Instrumentalizaram a piscina. Piscina serve pra não precisar ser sócio de
clube.
- Lembro que você não
tinha nenhuma estria ainda. Celulite, nem pensar. Pernas roliças, seios de
pera. Ah, mulher, você era mais lisa e simétrica que os azulejos da Olímpica.

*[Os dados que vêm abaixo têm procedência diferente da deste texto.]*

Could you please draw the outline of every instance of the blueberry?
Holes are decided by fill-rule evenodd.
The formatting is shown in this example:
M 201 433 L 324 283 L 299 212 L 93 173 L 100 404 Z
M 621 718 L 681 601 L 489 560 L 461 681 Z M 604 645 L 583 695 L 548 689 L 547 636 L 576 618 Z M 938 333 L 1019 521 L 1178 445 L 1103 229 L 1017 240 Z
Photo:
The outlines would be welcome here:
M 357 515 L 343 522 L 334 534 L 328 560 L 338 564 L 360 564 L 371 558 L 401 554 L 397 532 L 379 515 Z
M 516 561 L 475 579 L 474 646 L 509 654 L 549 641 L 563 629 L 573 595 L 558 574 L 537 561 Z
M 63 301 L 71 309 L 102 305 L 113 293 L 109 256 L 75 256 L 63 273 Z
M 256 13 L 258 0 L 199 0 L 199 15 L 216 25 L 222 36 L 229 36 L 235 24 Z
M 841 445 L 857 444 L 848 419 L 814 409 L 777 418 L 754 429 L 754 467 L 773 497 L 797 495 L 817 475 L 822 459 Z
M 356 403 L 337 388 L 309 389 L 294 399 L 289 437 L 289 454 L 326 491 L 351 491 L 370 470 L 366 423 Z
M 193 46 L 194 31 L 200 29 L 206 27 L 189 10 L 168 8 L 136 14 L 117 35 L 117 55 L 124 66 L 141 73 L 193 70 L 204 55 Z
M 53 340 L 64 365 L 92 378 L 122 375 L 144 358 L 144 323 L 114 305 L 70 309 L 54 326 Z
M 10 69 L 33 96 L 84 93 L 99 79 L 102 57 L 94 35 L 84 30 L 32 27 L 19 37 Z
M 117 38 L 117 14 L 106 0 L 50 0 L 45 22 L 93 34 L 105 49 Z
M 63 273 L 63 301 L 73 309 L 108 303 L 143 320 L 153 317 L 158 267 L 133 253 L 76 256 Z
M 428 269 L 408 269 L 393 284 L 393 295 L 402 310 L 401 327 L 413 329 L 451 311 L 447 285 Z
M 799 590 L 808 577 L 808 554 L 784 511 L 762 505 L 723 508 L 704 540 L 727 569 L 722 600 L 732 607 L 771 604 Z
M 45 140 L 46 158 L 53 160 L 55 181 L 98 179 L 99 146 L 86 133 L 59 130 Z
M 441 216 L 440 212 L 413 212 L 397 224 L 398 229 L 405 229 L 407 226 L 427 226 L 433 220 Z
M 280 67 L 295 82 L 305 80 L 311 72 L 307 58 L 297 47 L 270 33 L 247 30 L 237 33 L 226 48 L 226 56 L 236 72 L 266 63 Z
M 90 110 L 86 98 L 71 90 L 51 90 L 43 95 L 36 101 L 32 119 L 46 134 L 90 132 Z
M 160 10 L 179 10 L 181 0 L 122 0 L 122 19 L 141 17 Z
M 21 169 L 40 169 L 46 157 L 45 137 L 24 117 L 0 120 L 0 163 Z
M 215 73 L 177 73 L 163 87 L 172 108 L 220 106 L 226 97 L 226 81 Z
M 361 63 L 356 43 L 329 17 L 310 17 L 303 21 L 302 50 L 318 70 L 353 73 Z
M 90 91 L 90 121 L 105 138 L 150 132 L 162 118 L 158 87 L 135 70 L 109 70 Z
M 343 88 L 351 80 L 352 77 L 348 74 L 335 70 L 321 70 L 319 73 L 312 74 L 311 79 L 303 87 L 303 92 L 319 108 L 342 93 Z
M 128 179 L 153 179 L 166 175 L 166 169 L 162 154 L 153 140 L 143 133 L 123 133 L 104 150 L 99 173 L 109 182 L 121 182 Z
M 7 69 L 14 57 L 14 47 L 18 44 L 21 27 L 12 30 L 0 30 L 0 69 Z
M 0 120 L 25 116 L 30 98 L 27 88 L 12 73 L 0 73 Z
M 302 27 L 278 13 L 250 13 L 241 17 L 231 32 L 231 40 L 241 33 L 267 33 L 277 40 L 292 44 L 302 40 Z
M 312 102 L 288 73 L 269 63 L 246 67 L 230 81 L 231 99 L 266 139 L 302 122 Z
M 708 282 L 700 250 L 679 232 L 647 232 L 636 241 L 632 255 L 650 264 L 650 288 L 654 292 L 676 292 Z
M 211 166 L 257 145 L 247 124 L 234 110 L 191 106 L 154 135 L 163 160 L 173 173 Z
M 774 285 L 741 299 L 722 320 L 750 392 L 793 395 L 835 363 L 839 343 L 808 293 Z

Olha eles agora. Alguns soltos, muitos trincados, outros descorados, cheios de
limbo verde.
- O que me comove é
este seu transbordante romantismo.
- 1981, 82. Não havia
como não olhar pra você, com aquele biquíni mínimo.
- Que depois eu acabei
jogando fora, você não me deixou usar mais.
- Lógico. Aquilo ia bem
na namoradinha dos outros. Quando te pedi em namoro já era pensando em casar. Nossa,
você era pele e osso. Quase um desconforto te abraçar, Mirtes. Machucava.
- Me deixasse lá então,
com meu biquíni mínimo. Se era mesmo essa faquir que você está falando, ninguém
devia reparar em mim... nem você.
- Então, mas era uma
magreza de modelo, esguia. Você era uma garça no meio das galinhas-d’angola...
- Na época você não me
falava isso.
- Confete demais. Você
se achava a última bolacha do pacote. Eu não repito nem pra mim os comentários
da turma sobre você, antes da gente começar a namorar.
- Faz tanto tempo. Pode
dizer agora, fiquei curiosa.
- Falar em confete, e
os carnavais, heim? Muitos carnavais.
- “Quando por mim você
passa, fingindo que não me vê, meu coração quase se despedaça...
- ... no balancê,
balancê”. Você bêbado feito um gambá, mamando aquela garrafa de tubaína cheia
de Fernet com pinga.
- Tubaína, Fernet...
volta pra 2014, Mirtes. Espana esse mofo, aí.
- Quem começou com o
flash-back foi você.
- Olha outra do arco da
velha... flash-back!
- Cinco noites e três
matinês. Como é que a gente aguentava eu não sei.
- Uma folia emendava na
próxima. Ia curando a ressaca de um dia com a bebedeira do outro...
- Você não valia nada,
Bruno. Aposto que não se lembra mais daquela terça gorda quando te flagrei no
carro com a Soraya-vai-que-é-fácil. E a gente já tinha aliança de compromisso.
- Efeito da tubaína. A
Soraya era galinha-d’angola, como as outras...
- Ah, tá. Me engana que
eu gosto.
- Eu até que era
comportado. Pior foi o Julinho, que colocou uma câmera de vídeo no vestiário
feminino. As debutantes todas, nuinhas. A fita circulou a cidade inteira,
fizeram não sei quantas cópias. Sorte que você não apareceu no clube aquele
dia.
- Olha lá, os caminhões
de terra chegando.
- De novo, a velha
piscina cheia. Antes fosse de gente.
- Sente comigo esse
cheirinho bom de bronzeador. Pelo que vivemos aqui. Pelo que não volta mais.
- Mirtes, dá uma olhada
no nome da empresa pintado nos caminhões.
- Júlio Piedade
Terraplenagem e Engenharia. Que é que tem?
- É o Julinho. É a
última do Julinho.
*
Marcelo Sguassábia é redator publicitário. Blogs: WWW.consoantesreticentes.blogspot.com (Crônicas e Contos) e WWW.letraeme.blogspot.com (portfólio).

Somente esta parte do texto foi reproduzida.